2 cycle load latency. If load fails, instruction is aborted
1 Appendix: Simplified Vector Processor ISA

Note: $VL$ stands for the vector length and $VE$ stands for the vector element size. Vector, scalar, and mask registers are denoted by the $v$, $r$, and $f$ prefix, respectively (e.x. $vd$, $rs1$, $fs1$).

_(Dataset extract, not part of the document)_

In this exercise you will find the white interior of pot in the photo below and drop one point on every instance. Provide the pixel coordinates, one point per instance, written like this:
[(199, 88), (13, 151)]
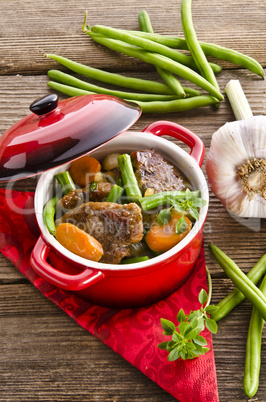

- $vld\ vd,\ (rs1)$: loads consecutive $VL$ values of size $VE$ from memory located at $R[rs1]$ into vector register $vd$, i.e. $vd = Mem[R[rs1]]$

- $vld\ vd,\ vs1$: loads $VL$ values from memory located at the elements of vector register $vs1$ (i.e. each element of $vs1$ is a memory address to load from) into vector register $vd$, i.e. $vd = Mem[vs1]$

- $vst\ vd,\ (rs1)$: stores consecutive $VL$ values of size $VE$ from vector register $vd$ into memory located at $R[rs1]$, i.e. $Mem[R[rs1]] = vd$

- $vst\ vd,\ vs1$: stores values from vector register $vd$ into memory located at the elements of vector register $vs1$ (i.e. each element of $vs1$ is a memory address to store to) i.e. $Mem[vs1] = vd$

- $vst\ vd,\ (rs1),\ imm$: stores the first consecutive $imm$ values of size $VE$ from vector register $vd$ into memory located at $R[rs1]$, i.e. $Mem[R[rs1]] = vd$

- $vadd\ vd,\ vs2,\ vs1$: adds $vs1$ to $vs2$ into $vd$ element-wise, i.e. $vd = vs1 + vs2$

- $vsub\ vd,\ vs2,\ vs1$: subtracts $vs2$ from $vs1$ into $vd$ element-wise, i.e. $vd = vs1 - vs2$

- $vmul\ vd,\ vs2,\ vs1$: multiplies $vs1$ by $vs2$ into $vd$ element-wise, i.e. $vd = vs1 * vs2$

- $vdiv\ vd,\ vs2,\ vs1$: divides $vs1$ by $vs2$ into $vd$ element-wise, i.e. $vd = vs1 / vs2$

- $vredsum\ vd,\ vs1$: reduces the sum of elements of $vs1$ into the first element of $vd$ i.e. $vd[0] = \sum_{i=0}^{VL} vs1[i]$

- $vgt\ vs1,\ fd$: for each bit in the mask register $fd$, sets the bit to 1 if the corresponding element in $vs1$ is greater than 0; otherwise, sets the corresponding bit to 0 in the mask register, i.e. $fd[i] = vs1[i] > 0 ? 1 : 0$ for $i$ from 0 to $VL$

Note that after this instruction, $vd$ will now be masked for any future instructions.